Expeditions sent to the area in the 1950s and 1960s found microscopic silicate and magnetite spheres in siftings of the soil. Similar spheres were predicted to exist in the felled trees, although they could not be detected by contemporary means. Later expeditions did identify such spheres in the resin of the trees. Chemical analysis showed that the spheres contained high proportions of nickel relative to iron, which is also found in meteorites, leading to the conclusion they were of extraterrestrial origin. The concentration of the spheres in different regions of the soil was also found to be consistent with the expected distribution of debris from a meteorite airburst. Later studies of the spheres found unusual ratios of numerous other metals relative to the surrounding environment, which was taken as further evidence of their extraterrestrial origin.
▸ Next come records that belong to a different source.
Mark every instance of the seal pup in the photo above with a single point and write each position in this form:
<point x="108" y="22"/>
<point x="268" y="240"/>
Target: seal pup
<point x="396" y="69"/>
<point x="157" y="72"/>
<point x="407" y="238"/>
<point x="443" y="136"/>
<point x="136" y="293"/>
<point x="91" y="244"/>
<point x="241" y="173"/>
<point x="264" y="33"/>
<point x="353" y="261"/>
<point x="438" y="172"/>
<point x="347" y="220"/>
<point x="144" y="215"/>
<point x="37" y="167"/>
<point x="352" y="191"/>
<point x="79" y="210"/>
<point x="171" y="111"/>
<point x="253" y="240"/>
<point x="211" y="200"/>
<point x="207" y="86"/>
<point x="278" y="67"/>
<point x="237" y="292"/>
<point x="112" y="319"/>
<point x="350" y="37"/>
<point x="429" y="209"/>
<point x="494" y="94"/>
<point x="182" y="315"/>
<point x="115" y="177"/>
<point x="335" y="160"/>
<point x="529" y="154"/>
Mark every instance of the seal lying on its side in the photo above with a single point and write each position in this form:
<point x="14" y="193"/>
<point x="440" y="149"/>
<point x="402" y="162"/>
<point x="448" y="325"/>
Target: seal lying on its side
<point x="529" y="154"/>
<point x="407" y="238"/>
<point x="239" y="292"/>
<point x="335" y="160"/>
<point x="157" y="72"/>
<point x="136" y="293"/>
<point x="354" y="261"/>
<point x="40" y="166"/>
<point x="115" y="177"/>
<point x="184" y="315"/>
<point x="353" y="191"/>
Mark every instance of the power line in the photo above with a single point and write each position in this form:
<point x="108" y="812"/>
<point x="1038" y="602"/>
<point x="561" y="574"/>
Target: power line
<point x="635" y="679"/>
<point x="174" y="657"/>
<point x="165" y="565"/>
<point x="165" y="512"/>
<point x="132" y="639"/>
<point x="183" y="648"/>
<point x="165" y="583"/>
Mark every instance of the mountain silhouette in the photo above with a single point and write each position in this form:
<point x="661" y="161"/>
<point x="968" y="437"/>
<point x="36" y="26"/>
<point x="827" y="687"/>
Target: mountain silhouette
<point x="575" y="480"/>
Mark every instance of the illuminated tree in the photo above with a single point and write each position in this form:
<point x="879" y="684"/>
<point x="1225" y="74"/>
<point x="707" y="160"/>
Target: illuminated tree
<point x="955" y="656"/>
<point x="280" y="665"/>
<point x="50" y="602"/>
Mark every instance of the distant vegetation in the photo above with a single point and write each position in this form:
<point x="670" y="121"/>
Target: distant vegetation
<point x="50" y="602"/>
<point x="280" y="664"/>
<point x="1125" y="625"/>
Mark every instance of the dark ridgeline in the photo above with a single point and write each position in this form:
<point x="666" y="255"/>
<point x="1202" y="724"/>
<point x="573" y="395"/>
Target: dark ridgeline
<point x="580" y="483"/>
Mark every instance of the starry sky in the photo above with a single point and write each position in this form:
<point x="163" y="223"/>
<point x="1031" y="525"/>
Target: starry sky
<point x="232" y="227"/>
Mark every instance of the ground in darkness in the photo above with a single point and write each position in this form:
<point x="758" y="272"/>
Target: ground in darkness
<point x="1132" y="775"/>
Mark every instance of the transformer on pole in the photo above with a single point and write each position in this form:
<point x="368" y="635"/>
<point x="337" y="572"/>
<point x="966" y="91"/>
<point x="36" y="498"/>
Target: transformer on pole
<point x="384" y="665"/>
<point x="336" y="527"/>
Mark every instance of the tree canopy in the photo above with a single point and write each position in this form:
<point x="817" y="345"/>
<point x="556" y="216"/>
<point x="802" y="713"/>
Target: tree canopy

Chemical analysis of peat bogs from the area also revealed numerous anomalies considered consistent with an impact event. The isotopic signatures of stable carbon, hydrogen, and nitrogen isotopes at the layer of the bogs corresponding to 1908 were found to be inconsistent with the isotopic ratios measured in the adjacent layers, and this abnormality was not found in bogs located outside the area. The region of the bogs showing these anomalous signatures also contains an unusually high proportion of iridium, similar to the iridium layer found in the Cretaceous–Paleogene boundary. These unusual proportions are believed to result from debris from the falling body that deposited in the bogs. The nitrogen is believed to have been deposited as acid rain, a suspected fallout from the explosion.